Music, robustness, and vision–language: ICML & NeurIPS highlights for Oore and collaborators
Sageev Oore and collaborators have had a standout period of research activity spanning music generation, robust learning, and vision–language understanding, with multiple major conference papers and a keynote talk.
At ICML 2024 (oral, top 1.5% of submissions), the team presented “Symbolic Music Generation with Non-Differentiable Rule Guided Diffusion,” co-authored by Y. Huang, A. Ghatare, Y. Liu, Z. Hu, Q. Zhang, C. S. Sastry, S. Gururani, S. Oore, and Y. Yue. The work studies symbolic music generation—such as generating piano rolls—under non-differentiable musical rules on note density, harmony, or progression. They introduce Stochastic Control Guidance (SCG), a plug-and-play guidance method that needs only forward evaluation of rule functions and can be layered on top of pre-trained diffusion models. SCG supports rich rule sets without requiring gradients, enabling powerful and flexible rule-driven music generation.
In the robustness space, a NeurIPS 2024 paper titled “DiffAug: A Diffuse-and-Denoise Augmentation for Training Robust Classifiers” (with C. S. Sastry, S. H. Dumpala, and S. Oore) proposes a remarkably simple diffusion-based augmentation: training data are perturbed by a single forward diffusion step followed by a single reverse diffusion step. Using both ResNet-50 and Vision Transformer architectures, the authors show that this one-step “diffuse-and-denoise” procedure significantly improves robustness to covariate shifts, certified adversarial accuracy, and out-of-distribution detection. DiffAug is also data-efficient, allowing a classifier to be strengthened using a diffusion model trained only on the same dataset.

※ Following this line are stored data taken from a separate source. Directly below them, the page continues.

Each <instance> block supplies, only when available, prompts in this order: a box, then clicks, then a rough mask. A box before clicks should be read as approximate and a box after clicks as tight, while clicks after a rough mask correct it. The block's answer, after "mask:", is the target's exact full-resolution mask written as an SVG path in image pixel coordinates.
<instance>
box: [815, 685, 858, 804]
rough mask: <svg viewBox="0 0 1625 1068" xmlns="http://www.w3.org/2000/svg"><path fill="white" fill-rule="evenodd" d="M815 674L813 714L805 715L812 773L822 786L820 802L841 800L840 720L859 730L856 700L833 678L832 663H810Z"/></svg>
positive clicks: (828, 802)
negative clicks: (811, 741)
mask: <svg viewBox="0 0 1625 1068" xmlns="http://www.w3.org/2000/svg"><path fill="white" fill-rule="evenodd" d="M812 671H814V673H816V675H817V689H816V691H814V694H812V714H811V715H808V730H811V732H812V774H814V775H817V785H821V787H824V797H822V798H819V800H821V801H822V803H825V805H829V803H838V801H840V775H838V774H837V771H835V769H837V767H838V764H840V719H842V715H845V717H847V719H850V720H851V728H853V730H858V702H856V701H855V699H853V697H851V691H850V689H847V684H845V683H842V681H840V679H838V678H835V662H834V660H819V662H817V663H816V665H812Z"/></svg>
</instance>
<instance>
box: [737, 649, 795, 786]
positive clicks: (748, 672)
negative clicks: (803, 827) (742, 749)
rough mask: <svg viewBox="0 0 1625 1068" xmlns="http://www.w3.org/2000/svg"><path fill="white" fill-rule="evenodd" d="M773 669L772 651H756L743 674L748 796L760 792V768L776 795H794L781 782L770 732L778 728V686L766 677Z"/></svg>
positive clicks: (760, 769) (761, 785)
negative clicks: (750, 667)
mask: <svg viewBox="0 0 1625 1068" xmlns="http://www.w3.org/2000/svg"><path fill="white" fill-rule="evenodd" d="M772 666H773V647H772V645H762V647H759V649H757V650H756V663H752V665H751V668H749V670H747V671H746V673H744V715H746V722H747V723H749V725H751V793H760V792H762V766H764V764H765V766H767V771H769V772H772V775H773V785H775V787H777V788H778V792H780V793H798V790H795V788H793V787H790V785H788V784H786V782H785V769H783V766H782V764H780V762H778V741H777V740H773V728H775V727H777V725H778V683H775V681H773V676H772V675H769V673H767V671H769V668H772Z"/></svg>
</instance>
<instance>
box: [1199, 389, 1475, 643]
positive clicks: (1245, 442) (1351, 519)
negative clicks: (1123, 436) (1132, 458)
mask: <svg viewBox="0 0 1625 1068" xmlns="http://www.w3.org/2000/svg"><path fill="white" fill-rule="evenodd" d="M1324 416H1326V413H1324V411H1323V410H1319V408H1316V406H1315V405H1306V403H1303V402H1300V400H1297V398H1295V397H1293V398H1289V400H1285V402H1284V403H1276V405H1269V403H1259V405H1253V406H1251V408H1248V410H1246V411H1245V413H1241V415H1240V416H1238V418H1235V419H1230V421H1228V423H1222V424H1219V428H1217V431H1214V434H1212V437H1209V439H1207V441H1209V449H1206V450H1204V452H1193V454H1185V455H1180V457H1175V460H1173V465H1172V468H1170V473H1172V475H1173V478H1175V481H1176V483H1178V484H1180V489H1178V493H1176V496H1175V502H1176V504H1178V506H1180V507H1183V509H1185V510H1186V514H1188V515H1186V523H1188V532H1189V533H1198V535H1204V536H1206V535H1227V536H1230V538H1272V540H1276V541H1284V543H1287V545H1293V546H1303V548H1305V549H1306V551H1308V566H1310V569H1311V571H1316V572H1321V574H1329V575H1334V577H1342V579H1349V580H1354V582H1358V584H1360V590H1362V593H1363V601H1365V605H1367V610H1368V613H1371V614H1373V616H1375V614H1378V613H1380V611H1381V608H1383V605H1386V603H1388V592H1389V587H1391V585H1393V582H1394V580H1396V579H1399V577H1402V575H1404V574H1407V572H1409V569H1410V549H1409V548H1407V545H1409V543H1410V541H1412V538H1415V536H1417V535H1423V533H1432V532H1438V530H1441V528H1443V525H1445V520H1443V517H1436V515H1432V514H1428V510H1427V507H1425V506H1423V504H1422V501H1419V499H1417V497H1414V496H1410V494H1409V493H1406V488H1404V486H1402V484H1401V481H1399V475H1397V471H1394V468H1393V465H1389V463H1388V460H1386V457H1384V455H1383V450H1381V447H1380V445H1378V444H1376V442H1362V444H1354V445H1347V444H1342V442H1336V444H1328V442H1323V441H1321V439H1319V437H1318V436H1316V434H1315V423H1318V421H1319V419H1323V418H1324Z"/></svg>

A companion NeurIPS 2024 contribution, “SUGARCREPE++ Dataset: Vision-Language Model Sensitivity to Semantic and Lexical Alterations,” introduces an expanded benchmark designed to probe how vision–language models respond when captions undergo controlled semantic and lexical changes. By systematically testing whether models notice subtle but meaningful differences between paired descriptions, SUGARCREPE++ helps reveal where current systems are robust—and where their understanding is still surprisingly brittle.
Beyond papers, Oore delivered a keynote talk at Canadian AI 2025 titled “Music, AI, & Us: Reflections on Musical Tools, Creativity, and Listening.” The keynote explored how AI systems can function as creative tools rather than replacements, and how they change the way we listen, compose, and collaborate. The talk included a live demonstration of the group’s newest interactive AI-music system, giving the audience a first-hand experience of AI-supported musical performance.